Frazzled parents rushed to the South Burlington city offices as they waited to whisk their kids out of apparent danger.

"I think it's kind of crazy, I mean we saw what happened in Essex and now two days in a row here," said Joe Finnigan, South Burlington High School parent.  

"As a parent, it's one of the worst feelings," said Shelly Corley, South Burlington High School parent.

Corley says she's upset school reopened after Wednesday's threat. She won't risk another worry-filled day Friday.

"My child's not safe and I'm going to make the decision that he's not going to come back tomorrow," said Corley.

Many who waited across the street from the school heard about the threat directly from their children. Official word came an hour after the lockdown began.

"All we're getting is the texts from our kids in the school, and the stuff they're sharing with us is kind of scary," said Finnigan. 

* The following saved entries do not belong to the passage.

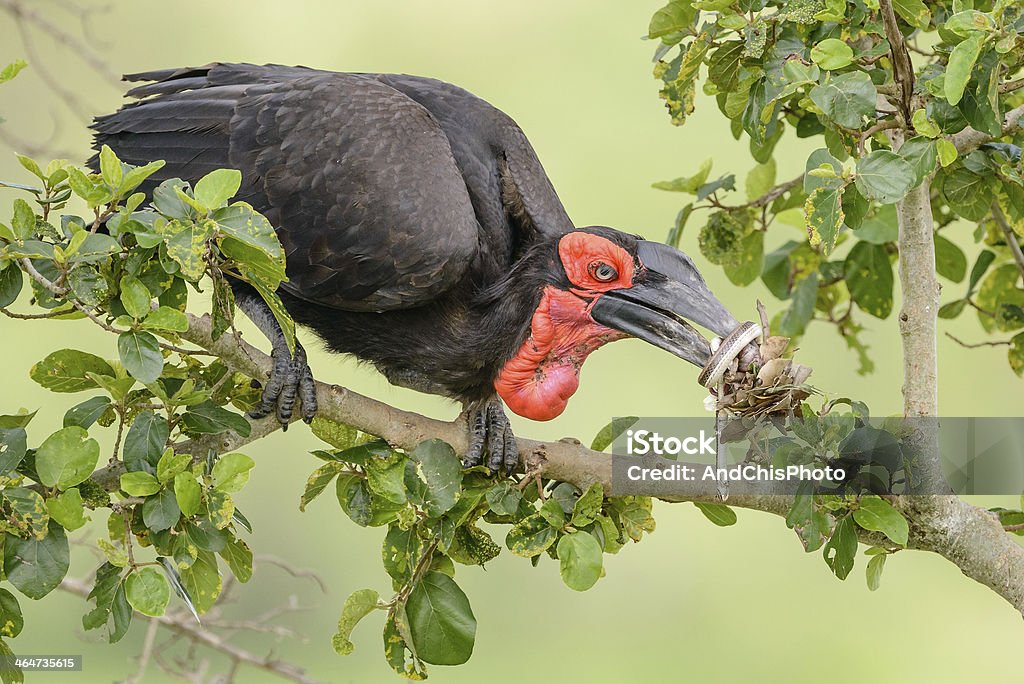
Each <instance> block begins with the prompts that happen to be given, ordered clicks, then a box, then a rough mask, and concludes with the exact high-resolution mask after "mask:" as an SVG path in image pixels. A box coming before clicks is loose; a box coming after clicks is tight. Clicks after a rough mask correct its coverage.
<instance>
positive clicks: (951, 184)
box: [941, 165, 992, 221]
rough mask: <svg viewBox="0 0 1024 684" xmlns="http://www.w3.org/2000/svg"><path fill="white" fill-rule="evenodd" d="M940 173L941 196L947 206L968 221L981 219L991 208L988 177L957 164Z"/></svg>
mask: <svg viewBox="0 0 1024 684" xmlns="http://www.w3.org/2000/svg"><path fill="white" fill-rule="evenodd" d="M941 175H942V181H941V182H942V196H943V197H944V198H945V199H946V202H947V203H948V204H949V208H950V209H952V210H953V211H954V212H956V214H957V215H958V216H961V217H963V218H966V219H967V220H969V221H981V220H983V219H984V218H985V217H986V216H988V213H989V212H990V211H991V210H992V184H991V182H990V181H989V178H988V177H986V176H982V175H979V174H977V173H975V172H974V171H971V170H970V169H968V168H967V167H965V166H962V165H957V166H956V167H955V168H954V169H952V171H946V172H945V173H944V174H941Z"/></svg>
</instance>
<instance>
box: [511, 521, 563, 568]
mask: <svg viewBox="0 0 1024 684" xmlns="http://www.w3.org/2000/svg"><path fill="white" fill-rule="evenodd" d="M557 537H558V531H557V530H555V529H554V528H552V526H551V525H550V524H548V521H547V520H545V519H544V517H543V516H542V515H541V514H540V513H535V514H534V515H530V516H528V517H525V518H523V519H522V520H520V521H519V522H517V523H516V524H515V525H514V526H513V527H512V528H511V529H510V530H509V533H508V536H507V537H506V538H505V546H507V547H508V549H509V551H511V552H512V553H514V554H515V555H517V556H521V557H523V558H532V557H534V556H537V555H539V554H541V553H543V552H544V551H546V550H547V549H548V547H550V546H551V545H552V544H554V543H555V539H556V538H557Z"/></svg>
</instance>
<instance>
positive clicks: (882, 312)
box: [843, 242, 893, 318]
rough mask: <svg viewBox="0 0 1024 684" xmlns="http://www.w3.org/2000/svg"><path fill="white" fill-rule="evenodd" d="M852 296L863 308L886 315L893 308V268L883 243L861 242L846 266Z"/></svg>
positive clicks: (852, 298) (853, 300)
mask: <svg viewBox="0 0 1024 684" xmlns="http://www.w3.org/2000/svg"><path fill="white" fill-rule="evenodd" d="M843 273H844V276H845V277H846V285H847V288H848V289H849V290H850V297H851V298H852V299H853V301H854V302H856V303H857V306H859V307H860V308H861V309H862V310H864V311H866V312H867V313H870V314H871V315H873V316H876V317H878V318H886V317H888V316H889V314H890V313H891V312H892V308H893V269H892V264H891V263H890V262H889V253H888V252H887V251H886V248H885V247H884V246H882V245H872V244H870V243H866V242H859V243H857V244H856V245H854V246H853V249H852V250H850V254H849V255H847V257H846V262H845V263H844V266H843Z"/></svg>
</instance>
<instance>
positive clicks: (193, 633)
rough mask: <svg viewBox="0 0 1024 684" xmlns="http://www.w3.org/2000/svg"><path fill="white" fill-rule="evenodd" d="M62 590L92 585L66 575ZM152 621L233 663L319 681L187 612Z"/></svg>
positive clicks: (275, 672) (83, 594) (279, 673)
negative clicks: (263, 653)
mask: <svg viewBox="0 0 1024 684" xmlns="http://www.w3.org/2000/svg"><path fill="white" fill-rule="evenodd" d="M60 589H61V591H66V592H68V593H70V594H75V595H76V596H80V597H82V598H85V597H87V596H88V595H89V592H90V591H91V588H90V587H89V586H88V585H87V584H86V583H85V582H83V581H81V580H78V579H75V578H66V579H65V580H63V581H62V582H61V583H60ZM152 622H153V623H155V624H158V625H159V626H160V627H164V628H166V629H168V630H170V631H171V632H173V633H175V634H178V635H180V636H182V637H184V638H186V639H187V640H189V641H190V642H191V643H194V644H196V645H198V646H204V647H206V648H210V649H212V650H214V651H216V652H218V653H221V654H223V655H226V656H227V657H228V658H230V659H231V660H232V661H233V662H238V664H244V665H248V666H252V667H254V668H258V669H260V670H264V671H266V672H268V673H270V674H273V675H276V676H278V677H281V678H283V679H287V680H289V681H292V682H298V683H299V684H316V680H314V679H312V678H310V677H309V676H307V675H306V674H305V671H303V670H302V669H301V668H298V667H296V666H293V665H291V664H289V662H285V661H283V660H278V659H274V658H272V657H270V656H261V655H257V654H256V653H253V652H251V651H248V650H245V649H244V648H241V647H239V646H236V645H234V644H232V643H229V642H227V641H225V640H223V639H222V638H220V637H219V636H217V635H215V634H212V633H210V632H209V631H207V630H205V629H204V628H203V627H201V626H199V625H197V624H196V621H195V619H193V618H191V616H190V615H189V614H188V613H168V614H166V615H161V616H159V617H153V618H152Z"/></svg>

"The key is to provide credible and accurate information in these types of situations," said Rob Evans, Education and Public Safety Liaison.

Evans' job is to serve as an intermediary between schools, the Vt. Agency of Education and law enforcement. He says while students will send out texts immediately, the district needs to be more cautious. To provide wrong information would only compound a crisis and safety needs to come first.

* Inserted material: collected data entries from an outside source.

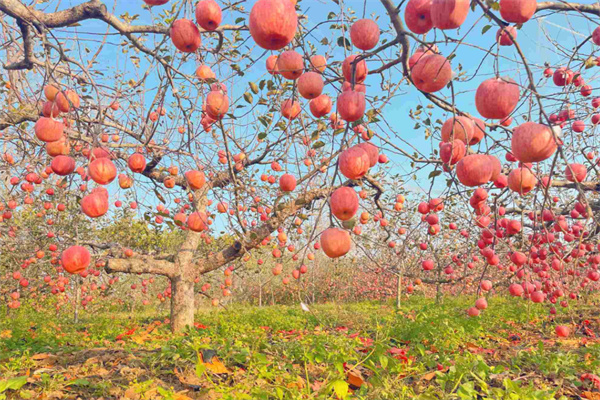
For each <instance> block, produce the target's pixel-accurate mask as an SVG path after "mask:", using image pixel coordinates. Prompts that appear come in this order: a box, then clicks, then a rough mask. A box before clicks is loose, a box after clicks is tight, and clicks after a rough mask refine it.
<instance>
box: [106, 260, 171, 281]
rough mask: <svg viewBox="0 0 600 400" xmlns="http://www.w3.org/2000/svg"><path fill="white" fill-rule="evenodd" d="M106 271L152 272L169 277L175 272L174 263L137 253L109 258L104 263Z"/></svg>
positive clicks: (130, 272)
mask: <svg viewBox="0 0 600 400" xmlns="http://www.w3.org/2000/svg"><path fill="white" fill-rule="evenodd" d="M106 272H108V273H113V272H124V273H126V274H154V275H164V276H168V277H171V276H173V275H174V273H175V264H174V263H172V262H169V261H165V260H157V259H155V258H152V257H150V256H144V255H138V256H135V257H131V258H113V259H110V260H109V261H108V263H107V265H106Z"/></svg>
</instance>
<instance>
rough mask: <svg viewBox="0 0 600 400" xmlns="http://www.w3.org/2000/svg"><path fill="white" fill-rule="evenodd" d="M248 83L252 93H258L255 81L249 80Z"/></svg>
mask: <svg viewBox="0 0 600 400" xmlns="http://www.w3.org/2000/svg"><path fill="white" fill-rule="evenodd" d="M248 85H249V86H250V90H252V93H254V94H258V86H257V85H256V83H254V82H250V83H249V84H248Z"/></svg>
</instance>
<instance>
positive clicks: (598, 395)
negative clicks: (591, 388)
mask: <svg viewBox="0 0 600 400" xmlns="http://www.w3.org/2000/svg"><path fill="white" fill-rule="evenodd" d="M581 398H583V399H587V400H600V393H598V392H582V393H581Z"/></svg>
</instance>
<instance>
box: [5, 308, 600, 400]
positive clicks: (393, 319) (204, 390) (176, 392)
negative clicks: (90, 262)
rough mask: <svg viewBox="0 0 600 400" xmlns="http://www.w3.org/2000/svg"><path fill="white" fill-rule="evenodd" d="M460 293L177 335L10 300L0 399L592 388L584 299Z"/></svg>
mask: <svg viewBox="0 0 600 400" xmlns="http://www.w3.org/2000/svg"><path fill="white" fill-rule="evenodd" d="M472 303H473V299H472V298H459V299H457V298H453V299H444V300H443V303H442V304H435V303H434V301H433V300H431V299H425V298H419V297H413V298H411V299H409V300H407V301H404V302H403V304H402V307H401V309H400V310H397V309H396V308H395V307H393V306H392V305H391V304H378V303H360V304H346V305H336V304H324V305H311V306H310V312H307V311H303V310H302V309H301V308H300V306H299V305H297V306H274V307H264V308H257V307H242V306H232V307H229V308H228V309H218V310H217V309H207V310H201V311H199V312H198V314H197V316H196V321H197V322H196V327H195V328H194V329H191V330H189V331H188V332H187V333H186V334H184V335H175V334H172V333H171V332H170V330H169V329H168V326H167V325H166V324H165V322H168V321H166V320H165V316H164V315H160V314H159V312H157V311H156V310H155V309H152V308H146V309H145V310H142V311H137V312H135V313H134V314H130V313H126V312H118V311H117V310H114V309H110V310H109V309H107V310H106V311H105V312H103V313H100V314H99V315H92V314H86V313H85V312H84V313H83V317H82V319H81V320H80V322H79V323H73V322H72V319H71V318H70V316H67V315H62V316H56V315H55V314H54V313H50V312H48V313H46V314H43V313H41V314H40V313H36V312H34V311H33V310H31V309H28V308H27V307H23V308H22V309H20V310H18V311H17V313H14V314H12V315H11V316H10V318H3V319H2V320H0V399H3V398H7V399H21V398H23V399H77V398H80V399H85V400H90V399H182V400H183V399H336V398H338V399H341V398H346V399H377V400H381V399H395V400H396V399H423V400H424V399H461V400H466V399H521V400H525V399H540V400H541V399H550V398H556V399H559V398H560V399H580V398H583V399H600V380H597V379H598V377H597V376H596V375H600V340H599V339H597V338H596V336H597V335H599V334H600V328H599V320H598V312H597V310H598V307H597V306H596V305H594V304H593V303H592V302H590V303H589V304H588V305H579V306H577V308H574V309H573V308H572V309H569V310H568V311H565V310H559V311H558V315H557V316H556V317H554V318H555V320H551V318H550V317H549V316H548V313H547V307H544V306H541V305H533V304H529V305H527V304H526V302H525V301H524V300H520V299H516V300H515V299H504V298H491V299H489V308H488V309H487V310H485V311H484V312H483V313H482V314H481V316H480V317H477V318H468V317H467V316H466V314H465V312H464V310H465V309H466V308H467V306H468V305H469V304H472ZM571 307H576V306H575V305H574V304H572V305H571ZM558 322H560V323H565V324H570V325H571V327H572V332H573V333H572V334H571V336H570V337H569V338H567V339H558V338H557V337H556V335H555V334H554V326H555V325H556V323H558ZM3 396H5V397H3Z"/></svg>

"The information that you put out to parents also has to be coordinated with local first response organizations, because the information you're putting out may distract from the investigation," said Evans. 

Parents say notifications could still come faster.

"I understand that their first priority is getting kids safe, second is dealing with law enforcement, but I think they should err on the side of getting us what they can when they can," said Finnigan.

Parents also voiced confusion about the variety of responses seen over the last week and change. Evans trains school leaders across the state on best practices and differences in response stem from available resources and the threat's credibility.

Accurate, specific details about the school, students and staff elicit a bigger response, as seen in Essex Junction last week and South Burlington Thursday.

"The trouble with this is the first time that we don't have a level of response that's gauged upon the credibility of the threat, is the one time that bad things take place," said Evans. 

Experts say they can't let prior hoaxes get in the way of taking serious threats seriously.

Evans says law enforcement learns more with each threat and plenty of resources will be devoted to finding whoever's behind these.

Right now, he says there's no way to say how to adapt, but he stopped short of saying there's no way to stop this constant state of crisis.